Aristology is the art or science of cooking and dining. It encompasses the preparation, combination, and presentation of dishes and the manner in which these dishes are integrated into a meal.

An Aristologist is someone who studies or takes part in the art or science of cooking and eating (dining) with particular interests and skills in the preparation, combination and presentation of food dishes, wines, spirits, flavours and tastes - coupled with tasteful and correct presentation of all the courses and components of a meal.

The term has been largely superseded by "gourmet", which is also the older word, borrowed into English in 1820.

An Aristologist is likely to place great importance on the experience, skill, and artistic integrity of the chef, and disdain the use of cookbooks, ready-made ingredients, and other conveniences.

" The Aristologist took a keen interest in the menu, and thought very hard about what red wine he was going to choose to go with his sirloin steak."

== Literary record ==

The word is derived from the Greek άριστον (ariston), meaning "breakfast" or "lunch", and the suffix -logy, connoting a systematic discipline. Its earliest attestation in the Oxford English Dictionary dates from 1835.

Edward Abbot, the author of the first Australian cookbook (The English And Australian Cookery Book — Cookery For The Many, published 1864), described himself as "an Australian Aristologist".

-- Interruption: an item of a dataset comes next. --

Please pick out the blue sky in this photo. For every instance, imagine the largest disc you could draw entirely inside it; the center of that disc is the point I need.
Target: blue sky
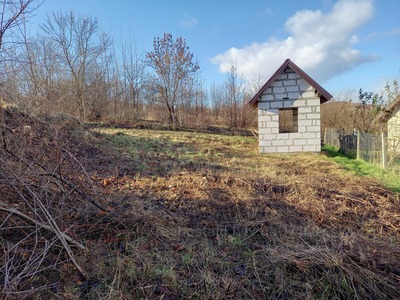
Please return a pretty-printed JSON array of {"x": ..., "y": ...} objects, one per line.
[{"x": 344, "y": 45}]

The term has also been used in the mystery novels of American author Rex Stout, whose corpulent protagonist, Nero Wolfe, has a couple of encounters with a society known as the Ten for Aristology, who in his eyes are "... witlings, as dining is an art and not a science". Wolfe's first encounter with the society occurs in the novella "Poison à la Carte", one of three stories found in the book Three at Wolfe's Door.